Morrisons argued that, as the employee’s motive was to cause financial or reputational damage to the employer, imposing vicarious liability upon them would render the court an accessory in furthering the employee’s criminal aims. However, the court found no exception to the rules relating to motive in vicarious liability.
The court confirmed that the onus is on employers to put in place security arrangements which minimise the possibility of unauthorised data leaks. They recommended that, if employers are concerned that a finding of vicarious liability will lead to claims for potentially ruinous amounts, they should take stringent measures to mitigate against this possibility.
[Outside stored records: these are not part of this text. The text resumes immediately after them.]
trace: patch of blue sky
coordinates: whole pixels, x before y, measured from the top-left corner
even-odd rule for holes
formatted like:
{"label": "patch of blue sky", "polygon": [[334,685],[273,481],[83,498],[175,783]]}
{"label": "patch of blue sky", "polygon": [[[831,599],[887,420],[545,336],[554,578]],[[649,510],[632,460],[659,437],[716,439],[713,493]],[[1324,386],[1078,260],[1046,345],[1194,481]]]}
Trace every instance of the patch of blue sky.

Morrisons has since indicated its intention to appeal this judgment to the Supreme Court, and on the face of it there is much to commend the appeal – should an employer be liable if an employee maliciously drives the company van off a cliff to cause the employer embarrassment? In the meantime, employers should be careful to heed the warning to safeguard the data they control. The fact that in Morrisons the employee received a sentence of 8 years’ imprisonment for all the connected criminal offences involved may deter some employees from similar wilful acts, but will inevitably fail to deter all.